Golly. Everyone in the Beyond The Fence camp is utterly exhausted today! There have been meetings, gruelling singing rehearsals, dance calls... All this time I've been trying to orchestrate an incredibly fast-paced number which is making my eyes bleed. Apparently this tiredness is quite normal for this stage in rehearsals: everyone has suddenly realised quite how much there is to do and, as a result, the brain's capacity shrinks exponentially! 

Slowly but surely everyone else in the company is getting the same cold. Without going into a great deal of detail, it involves a heck of a lot of mucus and quite a number of trips to the loo. Nathan has it as well.

The company is a happy one. Everyone gets on very well and we all have a good sense of what we personally need to do to make the show extraordinary.

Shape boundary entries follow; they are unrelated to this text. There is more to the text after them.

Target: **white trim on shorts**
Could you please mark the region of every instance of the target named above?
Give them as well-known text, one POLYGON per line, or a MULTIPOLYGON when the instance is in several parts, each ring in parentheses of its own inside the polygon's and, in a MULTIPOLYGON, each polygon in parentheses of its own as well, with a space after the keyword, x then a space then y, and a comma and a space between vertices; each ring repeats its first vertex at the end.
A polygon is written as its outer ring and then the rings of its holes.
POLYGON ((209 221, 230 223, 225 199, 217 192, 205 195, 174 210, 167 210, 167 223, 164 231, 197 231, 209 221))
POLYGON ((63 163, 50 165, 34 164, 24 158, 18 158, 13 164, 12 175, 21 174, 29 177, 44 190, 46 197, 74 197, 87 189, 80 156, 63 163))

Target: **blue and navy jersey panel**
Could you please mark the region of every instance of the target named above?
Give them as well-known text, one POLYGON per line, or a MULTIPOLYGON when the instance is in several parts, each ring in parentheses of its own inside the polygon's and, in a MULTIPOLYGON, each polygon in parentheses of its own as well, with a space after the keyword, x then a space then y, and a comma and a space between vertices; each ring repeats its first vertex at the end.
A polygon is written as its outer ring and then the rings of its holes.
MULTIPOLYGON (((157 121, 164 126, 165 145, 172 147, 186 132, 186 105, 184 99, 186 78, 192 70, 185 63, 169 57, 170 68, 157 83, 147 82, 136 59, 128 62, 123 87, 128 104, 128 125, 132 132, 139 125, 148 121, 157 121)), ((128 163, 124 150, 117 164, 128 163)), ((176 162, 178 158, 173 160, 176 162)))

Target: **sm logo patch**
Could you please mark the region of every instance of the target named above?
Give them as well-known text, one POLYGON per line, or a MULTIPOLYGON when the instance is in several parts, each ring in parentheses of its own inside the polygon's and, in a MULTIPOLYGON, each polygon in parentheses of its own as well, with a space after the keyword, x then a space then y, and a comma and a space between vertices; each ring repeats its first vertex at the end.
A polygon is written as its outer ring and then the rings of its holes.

I've heard that some former Greenham women have decided to publicly boycott the show. Frankly, I don't give a damn if they don't much want to see it, but I think it's a little harsh for them to speak of actual demonstrations before they have any idea what the show is actually about! I'm afraid I actually get the impression they're boycotting merely for the sake of something to be angry about. The stumbling block for them, I suspect, is that two men have written the show and this is something they'll struggle to see beyond. I say three things to that:

1) It was computers which took us to Greenham, so even if we'd wanted to write about something else, the experimental nature of the project dictated that we shouldn't...

2) As the son of a CND woman, I refuse to apologise for being interested in this particular subject.

3) If a Greenham woman, or any woman for that matter feels THEY ought to have been the one to write a musical about Greenham, then they've had thirty years to get their act together! I'm hardly jumping on a band wagon!

I had a similar issue when I wrote A Symphony For Yorkshire and the Yorkshire supremacists started getting arsey because I was a Midlander, and a work with that title ought to have been written by a man born in Yorkshire. It wasn't as though the BBC had over-looked a load of Yorkshire composers in their rush to commission me. The symphony was my idea! Besides, the irony was that the list of composers and film makers which the supremacists were suggesting do it instead, would have been way way too expensive to book!

Right. Bed time. Well maybe an episode of Ru Paul's Drag Race first!